Artificial intelligence shopping carts are the latest technology

Smart carts are just the latest cashier innovation to grocery stores since the 1970s. Prior to that, store workers marked prices on products using ink pads on cans and paper stickers. on boxes and other packaging. Purchases were recorded manually by the controllers at the cash registers.

The first controller scanner, built by RCA, was introduced in 1967 at a Kroger store in Cincinnati, home to the headquarters of the nation’s largest grocer. Instead of today’s familiar black-and-white universal product code bars, Kroger scanners read a code right on the spot.

The first UPC reader, developed by Spectra Physics, then an Eugene, Oregon, and NCR company, was unveiled at a Marsh supermarket in Troy, Ohio, in 1974. The machines read barcodes on packages – technology developed in 1949 but was not adopted by the grocery industry until decades later.

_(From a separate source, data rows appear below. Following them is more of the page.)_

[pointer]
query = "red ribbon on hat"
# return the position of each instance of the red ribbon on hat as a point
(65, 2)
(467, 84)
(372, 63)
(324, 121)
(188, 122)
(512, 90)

Supermarket scanners did not become widespread until the early 1980s. WinCo, a regional chain based in Boise with stores throughout the West, was an early adopter of the Spectra Physics scanner and expanded its use.

Self-service checkouts were developed in the early 1990s, but they didn’t catch on initially. Retailers liked them because they could reduce staff and relieve long queues. Customers, who felt they were paying for customer service, didn’t like the idea of ​​a small staff and didn’t find self-service more convenient.

After initially embracing self-checkout, Albertsons backtracked in 2011 and removed them from many of its stores. Even after its purchase of Safeway in 2014, which switched to automatic tills, Albertsons only kept them in a few of its own stores. It was not until 2019 that Albertsons reinstated automatic checkouts in its stores.

Seventeen years ago, Albertsons hand scanners tested that Dallas customers could take with them when shopping, calling their purchases and loading them into their shopping cart. The company had planned to deploy the technology in other markets, but it never succeeded.

In 2018, Walmart gave customers at select stores a portable scanner that allowed them to scan groceries while they were shopping. They paid for their items at a self-service check counter. Later, the company, headquartered in Bentonville, Arkansas, introduced a phone app that allows customers to to scan and pay for purchases with your mobile phone.